Prosecutors want the "immediate" interruption of work in all areas where labourers need to be high above the ground. They said work should only restart after constructors show that all safety measures are in place at the Arena da Amazonia, the stadium hosting four World Cup matches next June, including England vs. Italy and United States vs. Portugal.
It isn't clear when the request will be considered by a labour judge.
Work at the venue was interrupted after Saturday's death but was expected to resume on Sunday. It was the second death at Manaus' Arena da Amazonia this year and the third at a World Cup venue in less than a month.
A few hours after Saturday's death, another worker died of a heart attack while paving an area outside the venue in Manaus. Later in the day, a local union threatened to start a strike there on Monday to complain about inadequate conditions offered to labourers.
Two workers were killed when a crane collapsed on Nov. 27 as it was hoisting a 500-ton piece of roofing at the Sao Paulo stadium that will host the World Cup opener. Last year, a worker died at the construction site of the stadium in the nation's capital, Brasilia.
The first death at the Arena da Amazonia happened in March. Another worker died in April at the new Palmeiras stadium, which may be used for teams training in Sao Paulo.
The Arena da Amazonia is among the six World Cup stadiums that will not be delivered by the end of the year as wanted by FIFA because of construction delays.
Prosecutors said workers shouldn't be allowed back onto the construction site until it's deemed completely safe.
"There is a need for a detailed report attesting that the minimum safety requirements for labourers working in heights are in place," they said in a statement.
Marcleudo de Melo Ferreira, 22, died Saturday while helping to installing diamond shaped panels to the latticework of steel girders that form part of the stadium roof. Dozens of labourers were balanced on the girders as they worked. When complete, the panels on the roof are meant to resemble snake scales.

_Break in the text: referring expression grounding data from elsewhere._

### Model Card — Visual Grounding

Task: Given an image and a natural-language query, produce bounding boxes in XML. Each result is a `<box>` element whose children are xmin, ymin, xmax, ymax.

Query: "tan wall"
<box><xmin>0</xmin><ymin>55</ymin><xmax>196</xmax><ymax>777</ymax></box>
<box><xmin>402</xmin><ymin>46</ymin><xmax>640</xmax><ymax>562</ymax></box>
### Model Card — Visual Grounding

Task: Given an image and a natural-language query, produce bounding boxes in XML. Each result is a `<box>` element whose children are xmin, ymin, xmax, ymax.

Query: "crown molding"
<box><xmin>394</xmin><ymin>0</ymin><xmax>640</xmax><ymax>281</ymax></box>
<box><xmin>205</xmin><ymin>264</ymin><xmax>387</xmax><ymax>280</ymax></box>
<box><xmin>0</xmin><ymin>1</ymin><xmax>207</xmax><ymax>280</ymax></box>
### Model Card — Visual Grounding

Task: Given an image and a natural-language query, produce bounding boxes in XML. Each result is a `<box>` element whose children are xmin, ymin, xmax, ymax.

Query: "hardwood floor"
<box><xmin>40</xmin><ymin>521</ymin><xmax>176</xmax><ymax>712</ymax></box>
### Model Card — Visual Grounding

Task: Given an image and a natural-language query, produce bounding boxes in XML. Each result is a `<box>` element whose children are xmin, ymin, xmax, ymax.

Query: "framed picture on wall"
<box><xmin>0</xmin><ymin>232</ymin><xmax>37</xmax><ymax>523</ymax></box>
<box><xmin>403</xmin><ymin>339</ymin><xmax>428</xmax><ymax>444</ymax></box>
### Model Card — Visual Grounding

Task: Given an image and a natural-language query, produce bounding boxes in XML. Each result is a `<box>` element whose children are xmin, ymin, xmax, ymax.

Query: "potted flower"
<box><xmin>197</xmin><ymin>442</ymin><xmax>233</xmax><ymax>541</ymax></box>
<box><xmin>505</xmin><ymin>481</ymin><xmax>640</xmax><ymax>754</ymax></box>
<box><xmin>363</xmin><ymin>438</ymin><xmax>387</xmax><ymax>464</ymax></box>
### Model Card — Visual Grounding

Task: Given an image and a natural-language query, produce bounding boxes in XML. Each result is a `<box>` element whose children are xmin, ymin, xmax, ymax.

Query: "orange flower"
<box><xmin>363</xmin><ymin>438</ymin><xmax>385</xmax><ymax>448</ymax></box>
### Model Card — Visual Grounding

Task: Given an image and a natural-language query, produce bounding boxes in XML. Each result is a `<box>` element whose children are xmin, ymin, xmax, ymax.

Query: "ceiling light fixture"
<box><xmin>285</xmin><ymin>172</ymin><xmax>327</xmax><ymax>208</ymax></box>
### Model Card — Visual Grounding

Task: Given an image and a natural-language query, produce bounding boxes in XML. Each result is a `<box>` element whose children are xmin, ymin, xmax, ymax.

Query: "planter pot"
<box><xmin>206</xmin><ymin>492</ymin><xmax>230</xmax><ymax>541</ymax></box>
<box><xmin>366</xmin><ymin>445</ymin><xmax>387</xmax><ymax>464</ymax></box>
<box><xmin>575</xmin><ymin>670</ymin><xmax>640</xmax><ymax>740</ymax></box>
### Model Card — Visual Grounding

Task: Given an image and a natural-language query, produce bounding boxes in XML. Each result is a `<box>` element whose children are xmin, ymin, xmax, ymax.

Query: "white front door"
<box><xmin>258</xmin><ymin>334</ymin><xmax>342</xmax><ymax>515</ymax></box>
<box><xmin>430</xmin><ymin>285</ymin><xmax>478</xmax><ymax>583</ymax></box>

Constructor Andrade Gutierrez said the causes of the accident would be investigated but reiterated its commitment to worker safety.
FIFA and local World Cup organizers expressed condolences for the death on Saturday and said worker safety was always a priority at all 12 host cities.
Manaus officials want to hold the first test event at the stadium on Jan. 15, with around 10,000 workers who participated in the stadium's construction serving as spectators.